I must have heard the phrases “get involved” and “network” three hundred times at my Orientation. I heard it so much that it totally shut me off to the idea of getting “involved,” and I was worried that I would end up a slave to whatever group I was in like my Orientation leaders. I over-involved myself in high school, and I was so burnt out that I was not about to jump head first into more meetings, committees and arguments over club funding. Leaving my Orientation session, I made the decision that I wasn’t going to involve myself at all just to stick it to the “OSIL (Office of Student Involvement & Leadership) man.” However, my one-woman protest didn’t last very long….

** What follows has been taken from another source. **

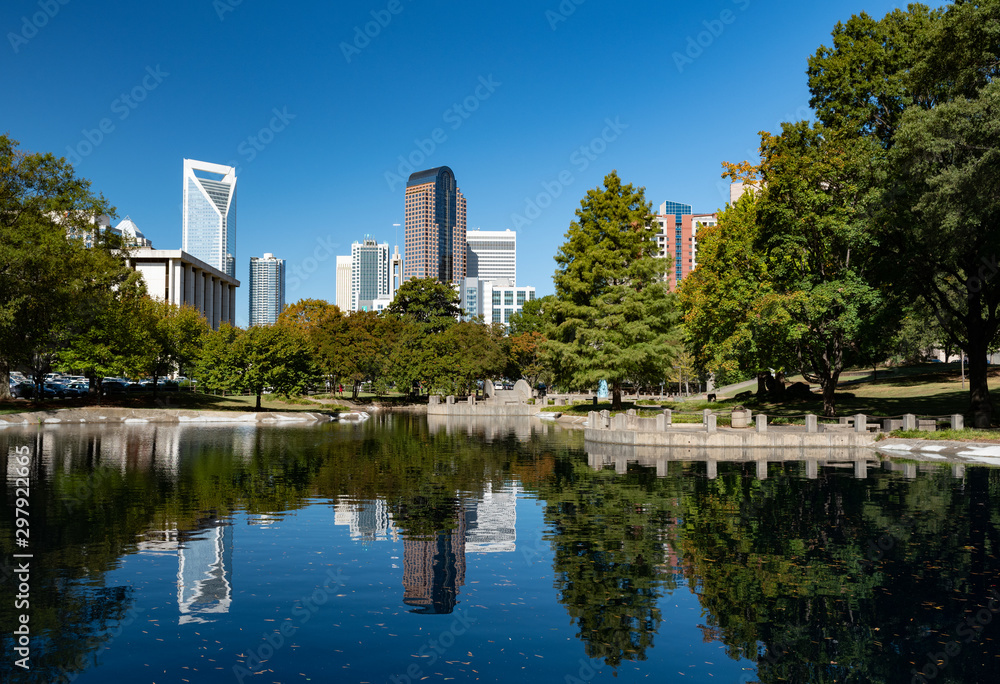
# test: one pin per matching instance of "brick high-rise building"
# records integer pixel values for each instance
(435, 242)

I got up early one morning in July to check my email. The first thing in my inbox was an email explaining the new “Portfolios of Excellence” mentoring program that was to be offered to first year freshman. What struck me was the name. The term ‘excellence’ connotated that some feeling of success was to come from being part of this group. I also figured that it would be a good idea to have a mentor since I was new to the whole college thing, and was a little nervous about starting the semester two months later. I applied online via BSC’s Involvement Network, and was accepted. Right there, I knew my one woman protest was over. I gave into the man before school even started. When September came around we had a POE Opening Get-Together where we would meet our mentors and the other students in our group. I was pleased with my faculty mentor, she was a professor in the Social Work department and was pretty helpful during my first couple of weeks of school. For the time being, I was pretty content being involved in just one club. I made a new promise to myself that it would be the only club I would join. At least that was the promise I made to myself until the Fall Honors Program dinner in September…
I was faring pretty well in my quest to only involve myself in one club. Later in September, I went to the Fall Honors Program dinner. At this point, I didn’t really know anyone, so I sat at a table of complete strangers. The six of us made small talk. In conversation, one girl mentioned that she was the secretary of the Social Justice League on campus. When I hear that I almost spit my mashed potatoes out on the table. I couldn’t believe that there was a group on campus that actually appealed to my interests. I have always been passionate about socially conscious issues, but coming from the Conservative heartland of Massachusetts, I was always alone in my quest to help the homeless or bring fair trade bananas to my High School. I could feel the promise I made to myself about not getting involved slipping away quickly. While we were in line at the ice cream bar, I asked the girl how I go about joining SJL. She was really excited at the prospect of a new member; as soon as we returned to the table she took my email and put me on the mailing. I attended my first meeting that following Friday, and haven’t looked back since. The kids in that group are some of the most passionate and hardworking kids on campus, and I’m glad to be involved in an organization that has such a presence on campus. Joining SJL made realize that getting involved isn’t so bad, in fact, it’s the easier way to meet new people, make friends and network. I was no longer angry at that thought of involvement, and I wanted to find new ways to further involve myself in the BSC campus community.
As you may recall in my last post, I talked about my involvement in the Leadership Institute. That program truly helped me hone my leadership skills, and connect with some great people. I am here writing these blogs for you because of the power of networking. I would’ve never met my boss, Ed if I hadn’t met Beth through the Leadership Institute first. My lousy attempt at “stickin’ it to the man” taught me that involvement is a good thing and reinforced the idea that college is what YOU put into it. With my experiences working with POE, SJL, and the Leadership Institute, I’m not about ready to turn my back on getting involved anytime soon. I actually can’t get enough of it, and I’m really excited to see where my work with SJL and POE take me.
Sometimes we enter new things with negative attitudes and fixed ideas, as I did with the views on getting involved. My poor attempt at trying to fight the “man” before I even met the “man” failed me miserably because I had the wrong idea about it. Getting involved really is a good thing, and your Orientation leaders ARE NOT lying to you or not being genuine when they say how much they love the groups they are associated with.
How about you? What organizations are you involved in, if any? What were your apprehensions about getting involved on campus?